De telles revendications effacent les faits de l'histoire.

De l'Afghanistan à l'Irak. . .

L'expansion régionale de l'Iran remonte à 2001, quand le pays a salué l'invasion américaine de l'Afghanistan. L'Iran a ensuite encouragé ses alliés politiques chiites en Irak à collaborer avec les Américains lorsque les préparatifs pour l'invasion en 2002 et début 2003 étaient en cours. Alors que la coopération de l’Iran avec l'administration Bush en Afghanistan était tenue secrète, les dirigeants chiites irakiens voyageaient publiquement de Téhéran à Londres et Washington pour rencontrer des responsables américains.

Dans les années qui ont suivi, les forces irakiennes chiites sont apparues comme le principal allié de l'occupation et comme un outil pour la reconstruction de l’État irakien. De rares conflits entre les deux parties se sont produits lorsque les dirigeants chiites sentaient que les Américains revenaient sur leurs promesses ou reconsidéraient leur décision de leur remettre l'Irak.

Poignée de mains entre l'ancien chef du Congrès national irakien Ahmed Chalabi et l'administrateur civil des États-Unis en Irak nouvellement nommé Paul Bremer avant une réunion avec les groupes d'opposition irakiens à Bagdad en mai 2003 (AFP)

Au cours des années suivantes, et après le transfert de l'autorité aux Irakiens, l'Iran a fait de son mieux pour renforcer la classe politique chiite irakienne et lui permettre de prendre le contrôle du pouvoir et des ressources. En 2010, lorsque la Liste irakienne nationaliste a remporté les élections, l'Iran s’est opposé à sa présence dans toute coalition au pouvoir et a insisté sur le retour de Nouri al-Maliki comme Premier ministre.

En 2012, quand les Irakiens sont descendus dans les rues pour revendiquer ce qui peut être en tout point considéré comme des demandes humbles et limitées, l'Iran a appuyé les méthodes brutales employées par Maliki pour réprimer le mouvement de protestation populaire.

... à la Syrie

À ce moment-là, les ambitions de l'Iran s'étaient élargies. Téhéran a exprimé son soutien total à Bachar al-Assad dès le début des manifestations à son encontre en 2011. Aucun État, ni ceux considérés comme des ennemis de l'Iran, tels que les États du Golfe et l'Égypte, ni ceux qui entretenaient de bonnes relations avec lui, tels que la Turquie, ont fait preuve d’un soutien tangible pour les manifestants.

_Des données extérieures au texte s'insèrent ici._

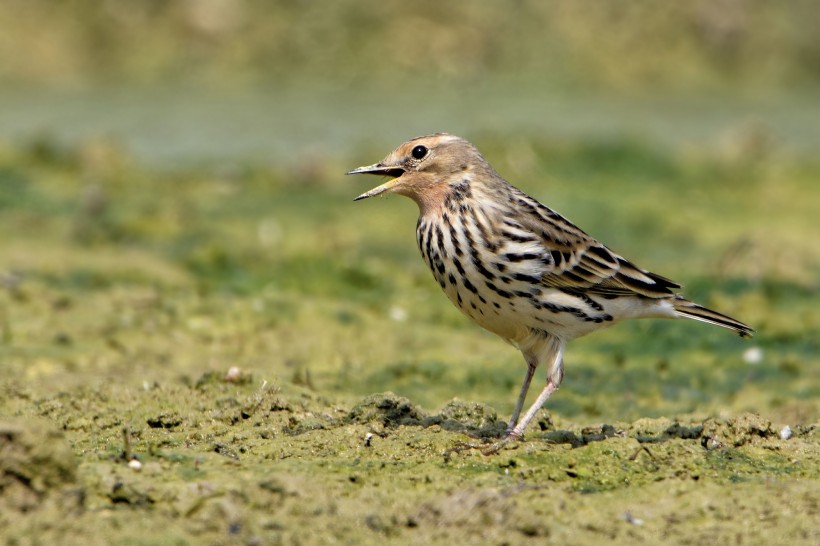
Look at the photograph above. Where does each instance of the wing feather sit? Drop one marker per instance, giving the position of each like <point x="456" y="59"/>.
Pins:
<point x="578" y="262"/>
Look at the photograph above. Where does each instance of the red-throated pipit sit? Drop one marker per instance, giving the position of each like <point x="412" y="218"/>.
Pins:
<point x="516" y="267"/>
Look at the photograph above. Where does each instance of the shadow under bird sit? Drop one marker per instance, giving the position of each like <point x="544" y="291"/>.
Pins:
<point x="516" y="267"/>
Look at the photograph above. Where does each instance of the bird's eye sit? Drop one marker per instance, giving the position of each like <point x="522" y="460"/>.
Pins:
<point x="419" y="152"/>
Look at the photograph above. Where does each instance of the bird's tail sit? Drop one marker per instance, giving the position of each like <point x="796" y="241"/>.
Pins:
<point x="688" y="309"/>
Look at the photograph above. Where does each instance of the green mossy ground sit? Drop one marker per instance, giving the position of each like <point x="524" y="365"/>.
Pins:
<point x="237" y="330"/>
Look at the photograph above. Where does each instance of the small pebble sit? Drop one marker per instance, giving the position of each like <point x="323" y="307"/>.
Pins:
<point x="629" y="518"/>
<point x="753" y="355"/>
<point x="234" y="373"/>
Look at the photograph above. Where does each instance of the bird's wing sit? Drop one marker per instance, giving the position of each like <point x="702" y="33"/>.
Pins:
<point x="577" y="261"/>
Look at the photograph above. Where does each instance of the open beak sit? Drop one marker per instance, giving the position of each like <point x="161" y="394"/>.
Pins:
<point x="381" y="169"/>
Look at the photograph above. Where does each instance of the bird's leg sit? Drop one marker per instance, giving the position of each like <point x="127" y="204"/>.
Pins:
<point x="532" y="364"/>
<point x="556" y="375"/>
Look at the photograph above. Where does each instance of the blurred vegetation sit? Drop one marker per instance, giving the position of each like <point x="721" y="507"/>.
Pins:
<point x="566" y="43"/>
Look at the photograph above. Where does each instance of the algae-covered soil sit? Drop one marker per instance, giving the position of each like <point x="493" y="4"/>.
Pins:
<point x="239" y="354"/>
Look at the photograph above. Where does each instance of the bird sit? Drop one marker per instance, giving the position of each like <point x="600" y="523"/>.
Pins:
<point x="518" y="268"/>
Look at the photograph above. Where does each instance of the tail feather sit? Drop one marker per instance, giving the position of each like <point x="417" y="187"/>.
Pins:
<point x="688" y="309"/>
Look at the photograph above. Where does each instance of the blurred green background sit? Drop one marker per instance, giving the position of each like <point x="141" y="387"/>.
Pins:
<point x="293" y="81"/>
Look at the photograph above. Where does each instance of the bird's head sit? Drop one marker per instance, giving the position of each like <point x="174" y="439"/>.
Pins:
<point x="424" y="168"/>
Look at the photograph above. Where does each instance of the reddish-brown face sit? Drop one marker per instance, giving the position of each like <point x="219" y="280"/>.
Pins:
<point x="422" y="168"/>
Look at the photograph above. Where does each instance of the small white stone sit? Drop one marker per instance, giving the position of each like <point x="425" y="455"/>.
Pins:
<point x="398" y="314"/>
<point x="753" y="355"/>
<point x="629" y="518"/>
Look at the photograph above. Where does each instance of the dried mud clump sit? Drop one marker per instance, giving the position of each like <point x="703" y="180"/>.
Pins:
<point x="35" y="462"/>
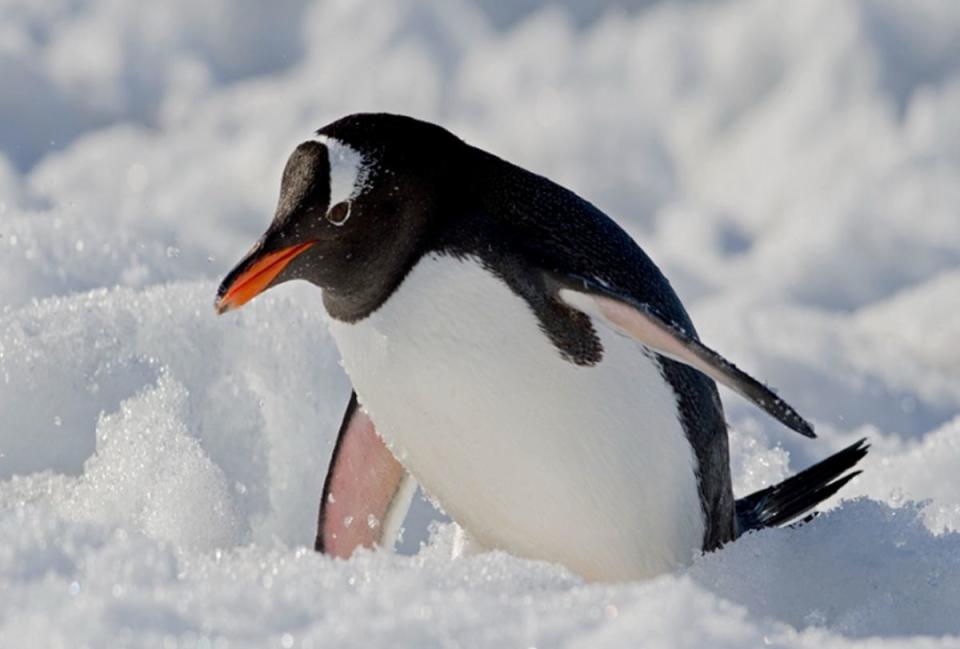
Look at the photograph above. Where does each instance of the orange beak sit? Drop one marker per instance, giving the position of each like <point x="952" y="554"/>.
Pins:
<point x="247" y="281"/>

À maintes reprises, et malgré les appels réitérés de la Turquie, les Iraniens ont fait preuve d’une fermeté inoxydable, exigeant que le régime d'Assad conserve le contrôle absolu

À cette époque, les manifestations syriennes n'avaient pas encore évolué en conflit armé et il n'y avait ni Front al-Nosra, ni État islamique (EI). De nombreux États, comme le Qatar et la Turquie, dont les dirigeants avaient établi des relations étroites avec Assad, ont déployé d'énormes efforts pour le persuader de s'abstenir de toute effusion de sang et de répondre en partie aux revendications démocratiques des manifestants.

Personne dans la région à l'époque n’a appelé à la fin du régime ou au renversement d’Assad.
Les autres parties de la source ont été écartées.